Sur ce, je laisse place au grand vide des vacances. En attendant Godot.

samedi, juillet 05, 2008

Somewhere Over The Rainbow




Je suis sûre que vous vous êtes déjà demandé pourquoi les nuages, ces grossiers amoncellements de particules, cette saleté macro-microscopique qui rôde au-dessus de nos têtes, étaient si fascinants. Ou peut-être les avez-vous simplement admirés, des heures durant, quand le train, la voiture, défile à vive allure, allègrement vautré dans l'herbe, votre petite tête reposant sur vos non moins petites mains, cherchant, début d'une âme artiste, la forme d'un lapin, d'une maison, d'un four à micro-ondes.

Je me suis demandée, à mi-chemin entre mon destin et ma vie, entre mes deux années passées et l'incertitude qui m'attend encore pour quelques temps. Je me suis demandée, n'arrivant à concentrer ma pensée sur rien d'autre, cerveau aussi fumeux que notre indescriptible fascination pour ces moutons célestes, inaccessibles.

Je m'interroge... ressemblent-ils à du mouton ? Pas vraiment, à bien y regarder... un mouton est plus frisé, plus jauni sur les bords, et un peu moins crémeux. Du coton. Cotttttton. C'est l'image facile, peut-être, mais tellement vraie, les disques de coton du supermarché que l'on sépare en deux, et ne reste que cette matière inconsistante, indécise, indessinable et inconstante, se dilatant dans l'espace comme pour nous narguer de sa liberté. Et là, dans le ciel, ces mêmes accroches insaisissables, ce liquide fumeux tartiné sur une couche vaporeuse, à portée du regard tout en conservant ses distances, inaccessible.
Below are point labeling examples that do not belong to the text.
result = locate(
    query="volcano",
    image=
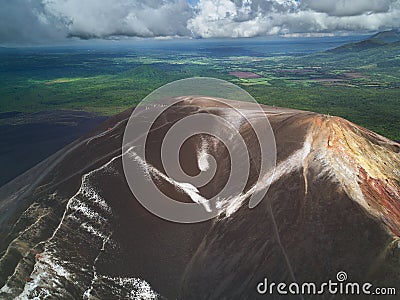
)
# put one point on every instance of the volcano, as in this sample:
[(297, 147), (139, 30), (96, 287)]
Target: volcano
[(71, 227)]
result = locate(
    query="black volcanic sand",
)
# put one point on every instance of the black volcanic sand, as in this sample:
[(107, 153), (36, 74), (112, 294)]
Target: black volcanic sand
[(291, 235), (28, 138)]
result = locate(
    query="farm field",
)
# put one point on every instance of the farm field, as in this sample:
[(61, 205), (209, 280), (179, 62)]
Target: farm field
[(362, 86)]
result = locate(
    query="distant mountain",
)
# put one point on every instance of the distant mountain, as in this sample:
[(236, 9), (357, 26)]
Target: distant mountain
[(380, 39), (70, 228), (390, 36)]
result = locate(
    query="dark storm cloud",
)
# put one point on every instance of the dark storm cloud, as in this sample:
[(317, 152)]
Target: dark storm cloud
[(24, 21), (29, 21)]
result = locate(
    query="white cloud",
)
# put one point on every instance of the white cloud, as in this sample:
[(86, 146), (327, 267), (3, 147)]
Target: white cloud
[(36, 20)]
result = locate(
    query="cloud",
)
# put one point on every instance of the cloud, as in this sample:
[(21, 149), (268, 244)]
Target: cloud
[(349, 7), (247, 18), (24, 21), (94, 18), (30, 21)]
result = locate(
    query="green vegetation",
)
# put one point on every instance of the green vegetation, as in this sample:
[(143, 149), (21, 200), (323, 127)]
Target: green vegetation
[(362, 86)]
L'apesanteur. C'est cela qui fascine, aussi. On ne voit pas les fils joignant le coton à l'azur, on ne comprend pas comment il peut tenir suspendu ainsi, moelleux, mou, crémeux, microfilandreux et doux sur la rétine. Encore un tour de passe-passe de l'alchimiste, sans doute. Et la fascination reste parce qu'on ne parvient pas à le saisir...

Et dans ma torpeur réflexionelle, le front collé à la vitre, d'un train, d'une voiture, d'un avion, de ma chambre, je rêve des stratagèmes pour emprisonner un nuage dans une boule de cristal.